The dissenting Board Member insisted that the majority had confused two separate lines of cases: those where an employer’s property rights are threatened by non-employees’ presence on company property, and those where employees’ on-premises [879]*879activities implicate managerial interests only. Noting that the employer had not asserted any recognized managerial justification for its rule, the dissenter concluded that the company had violated the Act by restricting Gallagher’s display of union materials.

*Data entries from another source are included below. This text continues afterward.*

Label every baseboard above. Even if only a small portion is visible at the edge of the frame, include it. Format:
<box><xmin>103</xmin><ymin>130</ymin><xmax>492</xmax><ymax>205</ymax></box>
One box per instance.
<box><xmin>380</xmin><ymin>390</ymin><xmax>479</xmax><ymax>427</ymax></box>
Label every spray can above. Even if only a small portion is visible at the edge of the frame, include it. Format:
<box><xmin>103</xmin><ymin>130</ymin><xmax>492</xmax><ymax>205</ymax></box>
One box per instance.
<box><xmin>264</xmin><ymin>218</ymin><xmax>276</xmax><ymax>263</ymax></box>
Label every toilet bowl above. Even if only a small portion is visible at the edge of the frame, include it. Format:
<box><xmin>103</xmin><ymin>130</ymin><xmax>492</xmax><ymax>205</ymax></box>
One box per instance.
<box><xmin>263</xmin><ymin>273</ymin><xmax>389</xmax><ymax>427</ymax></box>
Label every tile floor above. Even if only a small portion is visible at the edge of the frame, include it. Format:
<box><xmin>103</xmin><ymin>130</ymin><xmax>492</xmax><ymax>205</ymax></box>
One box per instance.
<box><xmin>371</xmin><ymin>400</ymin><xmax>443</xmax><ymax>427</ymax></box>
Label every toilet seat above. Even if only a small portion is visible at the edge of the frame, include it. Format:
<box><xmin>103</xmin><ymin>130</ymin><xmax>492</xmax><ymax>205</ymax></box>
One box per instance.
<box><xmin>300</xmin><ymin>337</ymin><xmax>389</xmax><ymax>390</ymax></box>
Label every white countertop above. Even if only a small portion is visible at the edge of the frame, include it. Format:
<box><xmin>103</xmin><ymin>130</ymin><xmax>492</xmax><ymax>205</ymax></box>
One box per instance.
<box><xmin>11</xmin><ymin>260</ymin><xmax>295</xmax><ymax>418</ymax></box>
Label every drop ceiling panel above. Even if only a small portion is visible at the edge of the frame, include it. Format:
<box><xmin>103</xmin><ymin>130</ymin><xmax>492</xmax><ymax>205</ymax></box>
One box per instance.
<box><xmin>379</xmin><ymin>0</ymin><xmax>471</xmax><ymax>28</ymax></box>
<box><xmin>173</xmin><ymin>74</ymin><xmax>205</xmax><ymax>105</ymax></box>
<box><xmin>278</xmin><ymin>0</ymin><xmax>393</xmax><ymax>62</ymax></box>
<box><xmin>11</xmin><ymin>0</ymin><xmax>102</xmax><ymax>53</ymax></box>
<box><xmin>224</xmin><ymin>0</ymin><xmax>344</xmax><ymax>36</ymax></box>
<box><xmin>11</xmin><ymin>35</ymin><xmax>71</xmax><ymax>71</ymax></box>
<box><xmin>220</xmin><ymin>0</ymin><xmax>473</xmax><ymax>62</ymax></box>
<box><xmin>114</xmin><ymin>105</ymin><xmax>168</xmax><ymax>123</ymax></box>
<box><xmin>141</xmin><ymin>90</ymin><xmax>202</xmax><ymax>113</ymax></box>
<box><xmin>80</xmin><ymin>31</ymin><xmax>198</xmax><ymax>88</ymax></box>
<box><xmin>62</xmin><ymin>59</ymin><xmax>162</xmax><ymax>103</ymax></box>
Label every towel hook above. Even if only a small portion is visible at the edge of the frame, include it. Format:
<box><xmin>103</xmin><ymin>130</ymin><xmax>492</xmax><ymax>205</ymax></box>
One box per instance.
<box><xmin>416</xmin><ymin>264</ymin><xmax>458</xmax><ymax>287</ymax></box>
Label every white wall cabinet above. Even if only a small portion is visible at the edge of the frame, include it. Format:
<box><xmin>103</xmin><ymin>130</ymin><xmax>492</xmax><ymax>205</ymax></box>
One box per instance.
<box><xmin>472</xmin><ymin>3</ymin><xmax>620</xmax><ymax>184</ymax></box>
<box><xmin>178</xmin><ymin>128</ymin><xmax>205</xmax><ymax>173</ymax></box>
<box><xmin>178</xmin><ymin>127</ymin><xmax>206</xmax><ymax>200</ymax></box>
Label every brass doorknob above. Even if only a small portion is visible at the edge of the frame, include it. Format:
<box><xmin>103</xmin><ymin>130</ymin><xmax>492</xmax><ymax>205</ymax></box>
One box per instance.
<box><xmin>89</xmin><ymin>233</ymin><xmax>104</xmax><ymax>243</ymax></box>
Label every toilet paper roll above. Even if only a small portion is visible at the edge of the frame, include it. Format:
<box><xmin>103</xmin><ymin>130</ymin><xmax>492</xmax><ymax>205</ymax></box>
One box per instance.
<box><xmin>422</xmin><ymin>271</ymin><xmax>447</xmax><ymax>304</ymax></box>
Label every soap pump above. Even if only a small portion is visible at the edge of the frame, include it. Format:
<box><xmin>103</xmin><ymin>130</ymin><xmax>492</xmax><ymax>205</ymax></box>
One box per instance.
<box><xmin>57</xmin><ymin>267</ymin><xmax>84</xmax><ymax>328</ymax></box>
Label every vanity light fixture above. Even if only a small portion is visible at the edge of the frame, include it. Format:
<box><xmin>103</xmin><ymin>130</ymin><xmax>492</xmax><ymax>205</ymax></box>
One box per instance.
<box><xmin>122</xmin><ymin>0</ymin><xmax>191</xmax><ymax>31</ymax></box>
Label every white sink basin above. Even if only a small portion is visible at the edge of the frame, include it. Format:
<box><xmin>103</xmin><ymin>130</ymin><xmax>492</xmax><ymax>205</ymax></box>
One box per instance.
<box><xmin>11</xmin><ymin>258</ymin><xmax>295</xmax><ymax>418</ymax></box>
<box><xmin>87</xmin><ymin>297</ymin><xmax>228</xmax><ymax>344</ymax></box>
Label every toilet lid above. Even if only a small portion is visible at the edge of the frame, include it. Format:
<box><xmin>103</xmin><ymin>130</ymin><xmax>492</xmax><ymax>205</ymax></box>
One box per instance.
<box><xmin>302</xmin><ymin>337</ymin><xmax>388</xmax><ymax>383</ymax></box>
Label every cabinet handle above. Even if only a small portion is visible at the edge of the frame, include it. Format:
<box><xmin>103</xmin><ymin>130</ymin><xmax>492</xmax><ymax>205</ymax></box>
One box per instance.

The union petitions for review of the Board order.

II. DISCUSSION

A.

Our analysis commences with a brief reiteration of the well-established standards for review of Board interpretations of the National Labor Relations Act. The Board's readings of the Act are normally entitled to substantial deference, but a ruling that either lacks a rational basis or is inconsistent with the Act itself may not be endorsed. E.g., NLRB v. Financial Institution Employees Local 1182, 475 U.S. 192, 106 S.Ct. 1007, 1013, 89 L.Ed.2d 151 (1986); B.G. Costich & Sons, Inc. v. NLRB, 613 F.2d 450, 456 (2d Cir.1980). The Board’s discretion in interpreting and applying the Act remains subject to Congress’s goals in adopting the statute, and an application of the Act that rests on a misreading of the statute or prior judicial interpretations of it cannot be sustained. E.g., NLRB v. Stevens Ford, Inc., 773 F.2d 468, 472 (2d Cir.1985); Ewing v. NLRB, 768 F.2d 51, 56 (2d Cir.1985). Finally, we note that the Board abuses its discretion when it departs from prior interpretations of the Act without explaining why that departure is necessary or appropriate. E.g., Ewing, 768 F.2d at 56; cf. New York Council, Association of Civilian Technicians v. FLRA, 757 F.2d 502, 508 (2d Cir.), cert. denied,—U.S.-, 106 S.Ct. 137, 88 L.Ed.2d 113 (1985).

For the reasons set forth below, this court concludes that the order dismissing this unfair labor practice complaint constitutes an abuse of the Board’s discretion.

B.

The Board correctly ruled that employee Gallagher was engaging in protected activity when he displayed the campaign sign on his van. See NLRB v. Magnavox Co., 415 U.S. 322, 325-26, 94 S.Ct.